Hendrik Utzat is a postdoctoral fellow at Stanford University. He studied chemistry at RWTH Aachen University, Germany, and ETH Zürich, Switzerland, and received his PhD degree in physical chemistry from the Massachusetts Institute of Technology in 2019. His current research focuses on solid-state emitters for quantum photonics and strong light–matter coupling. He has published more than 15 peer-reviewed publications in the areas of semiconducting polymers, solid-state quantum emitters, microfluidics, and spectroscopy. Utzat can be reached by email at hutzat@stanford.edu.
Moungi G. Bawendi is the Lester Wolfe Professor of Chemistry at the Massachusetts Institute of Technology. He received his AB degree from Harvard University in 1982, and his PhD degree in chemistry from the University of Chicago in 1988. He conducted postdoctoral research at Bell Laboratories. His research focuses on the technology of nanomaterials, including applications in light emission, energy harvesting, and biological imaging. Bawendi has published more than 500 scientific publications and holds more than 50 US patents. He is a Fellow of the American Association for the Advancement of Science and the American Academy of Arts & Sciences, and is a member of the National Academy of Sciences. Bawendi can be reached by email at mgb@mit.edu.

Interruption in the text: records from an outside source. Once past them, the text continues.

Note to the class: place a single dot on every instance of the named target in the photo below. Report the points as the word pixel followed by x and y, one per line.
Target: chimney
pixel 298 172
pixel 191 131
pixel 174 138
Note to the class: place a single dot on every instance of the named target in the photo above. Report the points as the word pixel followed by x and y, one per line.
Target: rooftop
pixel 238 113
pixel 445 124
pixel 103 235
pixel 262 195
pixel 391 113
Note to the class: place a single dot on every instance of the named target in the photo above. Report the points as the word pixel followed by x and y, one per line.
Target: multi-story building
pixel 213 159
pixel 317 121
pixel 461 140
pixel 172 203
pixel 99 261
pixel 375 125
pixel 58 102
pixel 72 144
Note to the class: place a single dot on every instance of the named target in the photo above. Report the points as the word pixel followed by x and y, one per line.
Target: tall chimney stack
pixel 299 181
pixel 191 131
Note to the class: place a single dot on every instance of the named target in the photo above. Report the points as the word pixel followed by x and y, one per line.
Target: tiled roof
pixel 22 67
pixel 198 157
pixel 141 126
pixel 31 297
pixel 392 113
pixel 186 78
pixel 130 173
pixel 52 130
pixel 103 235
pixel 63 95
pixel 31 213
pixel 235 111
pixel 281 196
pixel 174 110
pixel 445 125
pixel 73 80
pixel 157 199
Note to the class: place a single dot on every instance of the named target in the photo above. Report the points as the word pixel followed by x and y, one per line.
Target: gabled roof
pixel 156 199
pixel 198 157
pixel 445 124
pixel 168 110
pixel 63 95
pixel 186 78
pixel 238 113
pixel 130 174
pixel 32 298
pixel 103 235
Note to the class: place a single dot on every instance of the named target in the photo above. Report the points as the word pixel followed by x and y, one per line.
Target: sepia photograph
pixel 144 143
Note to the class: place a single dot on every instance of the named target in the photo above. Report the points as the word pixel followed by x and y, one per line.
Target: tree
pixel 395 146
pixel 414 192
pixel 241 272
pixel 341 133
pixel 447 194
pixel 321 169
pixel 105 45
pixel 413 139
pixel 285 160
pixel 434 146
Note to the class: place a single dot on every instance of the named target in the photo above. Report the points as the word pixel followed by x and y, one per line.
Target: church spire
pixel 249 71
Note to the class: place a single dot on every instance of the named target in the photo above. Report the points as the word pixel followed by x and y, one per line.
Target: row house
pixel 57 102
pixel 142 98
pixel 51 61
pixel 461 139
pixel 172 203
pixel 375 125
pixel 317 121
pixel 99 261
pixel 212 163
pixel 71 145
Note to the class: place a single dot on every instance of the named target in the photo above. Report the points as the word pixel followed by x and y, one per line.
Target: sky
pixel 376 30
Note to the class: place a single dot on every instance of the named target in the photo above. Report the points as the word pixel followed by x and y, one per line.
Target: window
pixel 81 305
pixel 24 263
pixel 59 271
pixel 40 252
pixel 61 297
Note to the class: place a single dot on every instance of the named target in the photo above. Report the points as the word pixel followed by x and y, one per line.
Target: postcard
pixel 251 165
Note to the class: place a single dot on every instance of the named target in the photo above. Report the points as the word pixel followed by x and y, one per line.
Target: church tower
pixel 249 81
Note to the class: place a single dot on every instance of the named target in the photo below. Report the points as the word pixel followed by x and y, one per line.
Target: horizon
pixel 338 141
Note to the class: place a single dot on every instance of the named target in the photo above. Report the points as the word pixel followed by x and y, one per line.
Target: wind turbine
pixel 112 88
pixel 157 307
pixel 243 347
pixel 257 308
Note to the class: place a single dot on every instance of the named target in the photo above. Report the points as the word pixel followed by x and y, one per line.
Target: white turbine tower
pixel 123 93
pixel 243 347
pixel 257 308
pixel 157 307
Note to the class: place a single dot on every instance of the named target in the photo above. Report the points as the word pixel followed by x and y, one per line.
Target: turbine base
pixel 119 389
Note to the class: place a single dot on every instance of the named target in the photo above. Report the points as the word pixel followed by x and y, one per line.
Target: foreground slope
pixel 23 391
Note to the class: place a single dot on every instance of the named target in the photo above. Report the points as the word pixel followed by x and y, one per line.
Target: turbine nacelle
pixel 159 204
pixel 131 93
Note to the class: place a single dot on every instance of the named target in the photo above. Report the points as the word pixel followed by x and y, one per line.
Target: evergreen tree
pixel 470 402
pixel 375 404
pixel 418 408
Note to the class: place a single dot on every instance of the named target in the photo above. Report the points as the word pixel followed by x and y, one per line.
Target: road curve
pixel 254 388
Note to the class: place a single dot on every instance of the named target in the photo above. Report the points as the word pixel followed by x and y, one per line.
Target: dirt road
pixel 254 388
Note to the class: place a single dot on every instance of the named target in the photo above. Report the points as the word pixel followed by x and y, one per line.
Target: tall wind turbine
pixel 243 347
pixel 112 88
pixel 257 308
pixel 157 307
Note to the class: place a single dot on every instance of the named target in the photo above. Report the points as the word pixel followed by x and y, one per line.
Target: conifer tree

Maksym V. Kovalenko is a professor at ETH Zürich, Switzerland. He received his PhD degree in nanoscience and nanotechnology from Johannes Kepler University Linz, Austria, in 2007. He then joined the University of Chicago as a postdoctoral fellow, studying the surface chemistry and self-assembly of colloidal nanocrystals. In 2011, Kovalenko joined ETH Zürich and Empa as a tenure-track assistant professor, an associate professor in 2017, and a full professor in 2020. His research interests include chemistry, physics, and applications of functional inorganic materials, including colloidal quantum dots, novel solid-state compounds, and materials for electrochemical energy storage. He has co-authored 250 publications and holds 11 patent applications. Kovalenko can be reached by email at mvkovalenko@ethz.ch.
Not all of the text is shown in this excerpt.